Kava extract, a dietary supplement made from the roots of kava kava (Piper methysticum), may provide relief from anxiety problems. A study published in the November 2003 edition of “Phytomedicine” found that 73 percent of patients treated with kava root extract over four weeks experienced decreased anxiety and improvement in general well-being. Herbalists often prescribe kava extract for elevating mood, treating insomnia and helping patients relax. The extract may cause side effects, however, so only take it under the supervision of a doctor.
Look for standardized kava root extract in liquid, capsule or tablet form that contains 30 to 70 percent kavalactones, the active ingredient in kava root. Standardized products clearly list the specific amounts of active plant material they contain per dosage. Products that are not standardized may produce little or no effect.
Take 150 to 300 mg of standardized kava root extract up to three times daily to treat anxiety and nervousness. According to the University of Maryland Medical Center, most clinical trials have used the German kava extract WS 1490.

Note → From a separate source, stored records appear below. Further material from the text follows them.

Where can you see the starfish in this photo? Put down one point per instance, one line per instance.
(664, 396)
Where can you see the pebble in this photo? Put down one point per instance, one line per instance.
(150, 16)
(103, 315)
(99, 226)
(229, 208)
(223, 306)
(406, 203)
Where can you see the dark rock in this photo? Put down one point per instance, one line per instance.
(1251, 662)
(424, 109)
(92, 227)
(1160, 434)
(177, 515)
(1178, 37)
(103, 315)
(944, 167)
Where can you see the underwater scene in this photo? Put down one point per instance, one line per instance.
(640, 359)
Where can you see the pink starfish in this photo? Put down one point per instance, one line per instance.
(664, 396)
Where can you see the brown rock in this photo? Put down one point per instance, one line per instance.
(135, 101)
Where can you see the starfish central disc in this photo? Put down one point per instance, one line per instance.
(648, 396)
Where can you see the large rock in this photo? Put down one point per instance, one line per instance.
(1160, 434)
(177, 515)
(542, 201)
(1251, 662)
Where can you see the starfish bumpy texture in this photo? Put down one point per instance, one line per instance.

Continue taking kava root extract for at least four weeks before deciding if it's working for you, as it may take this long to notice results. If symptoms are still present after four weeks, consult a physician before increasing the dosage, as taking too much kava root extract may cause serious side effects.
Take a two-week rest period after taking kava root extract continuously for three months. You may begin taking the herb on a daily basis again after this period if desired. Kava is generally safe for consumption if taken as directed, as long as you discontinue use for two weeks once every three months.
Common side effects of taking kava extract include allergic skin reactions, upset stomach, dizziness, tremors, drowsiness and restlessness. For the best results, take the herb at night before bed and do not drive or operate machinery while under its influence.
Always consult a physician before taking kava root extract, especially if you are currently taking prescription medications or have a history of liver problems. Kava may cause liver damage if used incorrectly. If you begin to exhibit symptoms of liver damage after taking kava such as yellow skin, fatigue and abdominal pain, discontinue use and seek medical attention immediately.
Do not take kava in any form if you are pregnant or nursing, suffering from Parkinson's disease or severe depression,or before having surgery. Also, do not consume alcohol in conjunction with kava extract.
Do not give kava root extract to children.